EBITDA/te crosses Rs1,400/te; upgrades to continue
UltraTech Cement (UTCEM)’s Q1FY20 standalone EBITDA (pre-Ind-AS 116 impact) increased 55% YoY to Rs25.2bn, broadly in-line with our estimates; however, ~5% above consensus. India operations EBITDA/te (which consolidates acquisitions of JPA and Binani) surprised positively increasing 58% YoY to an all-time high of Rs1,466/te (I-Sec: Rs1,398/te) despite incurring higher maintenance shutdown cost of Rs45/te. Since the acquisition of Century Textiles’ cement assets (CENT) would be consolidated for full year FY20 now vs earlier expectation of H2FY20, we raise our FY20 revenue, EBITDA, PAT by 4-7%. We broadly maintain our FY21E EBITDA; however factoring higher debt, we reduce our target price to Rs5,040/share (earlier: Rs5,200/share) based on 14x FY21E EV/E. Maintain BUY.
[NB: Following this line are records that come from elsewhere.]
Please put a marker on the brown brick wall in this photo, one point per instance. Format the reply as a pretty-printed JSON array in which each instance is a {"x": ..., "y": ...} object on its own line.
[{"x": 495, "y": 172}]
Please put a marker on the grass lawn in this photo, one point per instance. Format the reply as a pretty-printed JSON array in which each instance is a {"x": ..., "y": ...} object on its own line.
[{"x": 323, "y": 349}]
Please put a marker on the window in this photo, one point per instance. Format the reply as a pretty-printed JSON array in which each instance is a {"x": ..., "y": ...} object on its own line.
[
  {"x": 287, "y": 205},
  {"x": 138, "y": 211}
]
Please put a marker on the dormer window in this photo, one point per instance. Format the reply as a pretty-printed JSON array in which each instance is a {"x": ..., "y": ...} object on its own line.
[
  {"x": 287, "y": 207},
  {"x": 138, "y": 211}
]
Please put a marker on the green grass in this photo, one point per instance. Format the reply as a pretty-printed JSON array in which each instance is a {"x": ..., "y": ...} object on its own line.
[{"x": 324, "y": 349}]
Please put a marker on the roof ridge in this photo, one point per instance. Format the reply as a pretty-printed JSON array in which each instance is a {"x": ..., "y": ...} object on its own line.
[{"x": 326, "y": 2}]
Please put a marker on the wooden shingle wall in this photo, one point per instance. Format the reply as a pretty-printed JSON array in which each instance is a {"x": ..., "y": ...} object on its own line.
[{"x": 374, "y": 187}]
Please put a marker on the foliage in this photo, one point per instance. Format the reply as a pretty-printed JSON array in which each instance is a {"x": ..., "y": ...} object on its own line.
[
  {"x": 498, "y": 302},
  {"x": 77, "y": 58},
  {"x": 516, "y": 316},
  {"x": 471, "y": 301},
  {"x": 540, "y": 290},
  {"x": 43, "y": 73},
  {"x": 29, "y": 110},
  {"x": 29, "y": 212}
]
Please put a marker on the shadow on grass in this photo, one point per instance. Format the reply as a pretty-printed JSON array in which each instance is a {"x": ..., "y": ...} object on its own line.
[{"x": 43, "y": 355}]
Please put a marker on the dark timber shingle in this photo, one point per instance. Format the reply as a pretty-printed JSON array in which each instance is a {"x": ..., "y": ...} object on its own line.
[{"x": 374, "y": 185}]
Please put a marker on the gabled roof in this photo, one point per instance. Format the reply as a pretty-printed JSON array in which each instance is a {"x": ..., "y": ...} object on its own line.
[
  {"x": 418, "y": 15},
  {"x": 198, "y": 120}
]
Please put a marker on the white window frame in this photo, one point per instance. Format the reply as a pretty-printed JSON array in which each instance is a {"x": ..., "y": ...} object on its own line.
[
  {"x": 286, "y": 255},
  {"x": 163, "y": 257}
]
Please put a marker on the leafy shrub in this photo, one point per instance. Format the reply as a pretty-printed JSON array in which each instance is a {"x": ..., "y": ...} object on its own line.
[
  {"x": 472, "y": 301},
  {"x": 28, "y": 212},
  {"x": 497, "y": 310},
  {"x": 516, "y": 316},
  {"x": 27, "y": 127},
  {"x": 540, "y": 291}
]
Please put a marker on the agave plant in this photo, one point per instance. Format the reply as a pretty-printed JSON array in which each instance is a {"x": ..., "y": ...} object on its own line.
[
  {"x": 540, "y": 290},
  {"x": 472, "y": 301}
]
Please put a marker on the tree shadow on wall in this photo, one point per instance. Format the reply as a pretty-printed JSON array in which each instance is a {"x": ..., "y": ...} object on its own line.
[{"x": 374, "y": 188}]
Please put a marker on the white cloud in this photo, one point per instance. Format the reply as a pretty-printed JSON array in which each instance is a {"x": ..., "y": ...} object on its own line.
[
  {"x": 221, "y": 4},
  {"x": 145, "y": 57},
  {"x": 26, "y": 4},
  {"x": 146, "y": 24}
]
* Standalone revenue increased 16% YoY to Rs96.5bn (I-Sec: Rs95.1bn). Total volumes grew only 2% YoY (I-Sec: 4%) to 17.86mnte and adjusting for Binani, volumes likely decline ~3.5% YoY (in-line with industry as per management). Management remains optimistic with 6% industry demand growth in FY20 led by pickup in government spends during H2FY20. Grey cement realisation increased surprised positively with 12% QoQ / 14% YoY increase to Rs4,935/te. Jun’19 exit prices are ~3% lower than average Q1FY20 prices, as per the management.
* Standalone EBITDA (pre-Ind-AS 116 impact) increased 55% YoY to Rs25.2bn (I-Sec: Rs24.8bn) led by better realisations. Management expects the favourable cost environment to sustain and benefit of the recent fall in input prices to flow in coming quarters. Other expenses/te increased 19% YoY/ 16% QoQ owing to preponement of annual kiln shutdown having an impact of Rs45/te (~Rs800mn) and negative operating leverage (Rs45/te) on lower volumes. India operations EBITDA/te increased 58% YoY to Rs1,466/te (I-Sec:1,398/te).
* Consolidated revenue increased 2% YoY to Rs100bn (I-Sec: Rs99bn). Total volumes increased 2% YoY to 18.8mnte. Consolidated EBITDA (pre-Ind-AS 116 impact) grew 58% YoY to Rs26.6bn with EBITDA/te increasing 55% YoY to Rs1,417/te (I-Sec: Rs1,364/te).
* UNCL (erstwhile Binani) posted sharp improvement in profitability with EBITDA/te of Rs1,200/te (vs Rs830/te in Q4FY19) with cost reduction of Rs100/te on QoQ basis and sharp price hikes in Q1FY20. Average utilisation stood at 60%, as the company took major maintenance shutdown in Q1FY20. Besides, management intends to monetise UNCL’s non-core assets before Mar’20. JPA assets operated at 68% in Q1FY20 with assets profitability almost at par with the relevant markets.
* Consolidated net debt declined Rs10bn QoQ to Rs186bn as of Jun’19-end. However, EBITDA-to-cash conversion ratio was low at ~38% owing to pre-monsoon working capital requirement. Management expects net debt to EBITDA of <2x by Mar’20 from 2.24x now, despite Rs30bn outflow on CENT’s acquisition.